A new urbanist investment of more limited duration is “mezzanine capital,” which Philip Blumberg’s American Ventures Realty in Coral Gables, Florida, supplied to projects such as market-based, moderate-income housing in the Little Havana section of Miami and the luxury-class Gold Avenue Lofts in downtown Albuquerque. Mezzanine financing — so called because it occupies a level between loans and long-term equity— generally is paid off after about 18 months. Blumberg says the investments made through his company’s South Florida Urban Initiatives Fund and New Mexico Urban Initiatives Fund, both of which are near being closed out, have performed well, delivering operating returns of 15 percent or better.

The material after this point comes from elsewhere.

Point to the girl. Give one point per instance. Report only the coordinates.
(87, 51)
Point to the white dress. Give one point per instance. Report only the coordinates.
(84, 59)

Blumberg says plans for a third urban initiatives fund, in New Jersey, fell through when Governor Jim McGreevey, with whom the fund organizers were working, unexpectedly resigned in November 2004 (after the governor admitted having an extramarital affair with a male state employee). “Given the current down cycle in residential real estate, we’re evaluating what would be the next form for a fund,” Blumberg says, noting that he remains “bullish” on this kind of investment.Chapman views better financial structures as a key to improving the quality of community development in America. When he rolls out a new fund later this year, many of his investors are expected to be “foundations, endowments, and other socially conscious organizations” comfortable with a long timeline.

A growing number of foundations are putting money from their endowments into environmentally and socially responsible real estate development. The Heron Foundation has placed $11 million (3.5 percent of its endowment) into the Bay Area and California Smart Growth Funds and the Canyon-Johnson Urban Fund, Genesis Workforce Housing Fund, and UrbanAmerica funds.

California has become a hotbed for smart growth funds, which often favor energy-efficient buildings along with urban locations near mass transit. The California Public Employees’ Retirement System (CalPERS) has invested in funds such as the Green Development Fund — which was begun with the Houston-based real estate firm Hines, for construction of LEED pre-certified office buildings — and the $676 million CIM Urban Real Estate Fund. Two of the fund management companies most active in California are Pacific Coast Capital Partners and Pacific Realty Group. Among the sponsors of such funds is the Bay Area Council, which in 2002 started the $66 million Bay Area Smart Growth Fund I for projects in or near neighborhoods of below-median income and which has since launched a second fund.

Baches is now managing partner of DPZ Pacific, a firm licensed by DPZ to produce plans, designs, and codes in Australia, New Zealand, China, and other parts of East Asia. “ He expects to start funds in that part of the world, where he thinks the prospects for New Urbanism are bright.